もんぢゅ:純粋に見たらうまいなーと思うのですが「どこまで自作か」問題が、、、。
meim :私は、どうせCGだって借り物なんだし、動画ソース使ってても無問題と割り切ってますね
もんぢゅ:私の場合は動画M@DでOP映像使うぐらいの禁じ手かなと言うぐらいの認識かも>meimさん。
もんぢゅ:有名ソースかマイナーソースかってことでもそこらへんの境目ってのはかわりそうですが。

もんぢゅ:構成自体は格ゲーのデモとかOPみたいな印象をうまく出していると思います。作りたいものがわかってるなと。
meim :曲の途中から始まるからか、普通のデモムービーというよりTVCMっぽい感じがしますね
spline :短編としてちゃんと方向性の決まったものが見れたって感じですね。
spline :あ、いちいち技の名前とかバックグラウンドが大仰なのも扱いに困る要因だと思いました。出来はいいのですけど。

[1st impression]

まず始めにお二方に謝っておくと、明らかに選出理由を間違えました。すみません。
これを書くに当たって、今まで何度となく見たloop,DEAD-ENDと、このBLnをじっくり見てみたのですが
同じソースを使い、リスペクトが見られる部分があるとはいえ、これは前二つの作品とはまったく毛色の異なる作品だな、と思わされました。


loopは終ノ空という作品を文句のつけようがないくらいに描ききった作品ですし
DEAD-ENDは終ノ空をベースに若干捏造を加えた創作物だと思うのですが
BLnは「終ノ空とか世界の滅亡とかどうでもいいけど、カッコイイ物作ろうぜ」的な気持ちで作られたものだと思うのです
(実際に作者の方々がどういう気持ちで作られたのかはわかりませんが)


だからこそ、この作品が唯の模倣作として評価されるのは勿体ないと思っていて
まあ確かに薄っぺらい作品ではある。

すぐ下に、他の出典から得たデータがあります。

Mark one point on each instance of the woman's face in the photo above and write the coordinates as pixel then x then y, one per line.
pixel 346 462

けれども過去作を真似ている部分に関してもより洗練した形に作り直されているし
デザインセンスやオブジェとしてのテキストの使い方に関して言えば、昨年公開された作品の中でも群を抜いてるとさえ思うのです。
そもそもが模倣から始まったMADという文化において、今まで使われた演出法の使い回しに過ぎない作品なんて他にも腐るほどありますが
それらと比べればこの作品はよっぽど面白い。


もちろんデザイン的な部分さえ優れていれば良いとは全く思っていないし
「テキストが意味を成さず空気としか感じられない」等々不満は多々あります
ですが、そういった悪い点に目をつけるよりも、良い点を見つけて、それを基にしてより良い作品を作り上げる。
また、MADも昔のように本当に一部のコアな人達だけが楽しむ文化では無くなってきていますし、他の色んな文化から技術を取り込んで
もっと多様なあり方を認めてやる、そんな器量がこれからは必要なのではないかな、と。


後半は、最近私が静止画MAD界に感じている閉塞感への愚痴みたいになってしまってますし
中の人に取ってみれば自明の事ばかり並べているかと思いますが、自戒の意味を込めて書き残しておきます。

[1st impression]

終ノ空というソースに関して妙な考察を加えると、雫、痕、MOONあたりから続くダーク系ソース代表で、その後は腐り姫、沙耶、カルタグラ、3daysあたりに続いていく、という印象を受けます。例えばloopのような名作の視聴者が「俺もこんなの作りてぇ」って衝動から、こういったソース(もちろん元ソース含む)に手を出していくっていう構図があるんじゃないかと思います。ダーク系が持つ中二臭さってのに私らヲタは妙に弱いわけで。これらの作品群の知名度ってエロゲ界隈全体に対して静止画界隈のほうが妙に高いんじゃないかなっと思います(あくまで印象論です)。

こういった衝動が作成過程の根底にあるので表面上うすっぺらい作品が生まれやすいのかもしれないと思いました。「M@Dを見てM@Dを作る」ということがゲームを蔑ろにした、ただ映像の美しさ(ただそれすらも今までにどこかのM@Dで見たことのあるような表現に留まってしまう)を求めた物になってしまうのではないかと。私がダーク系の作品に対して無条件に近く拒否、嫌悪感を持つ理由はそういった作品ばかり見てきたという印象のせいだと思う。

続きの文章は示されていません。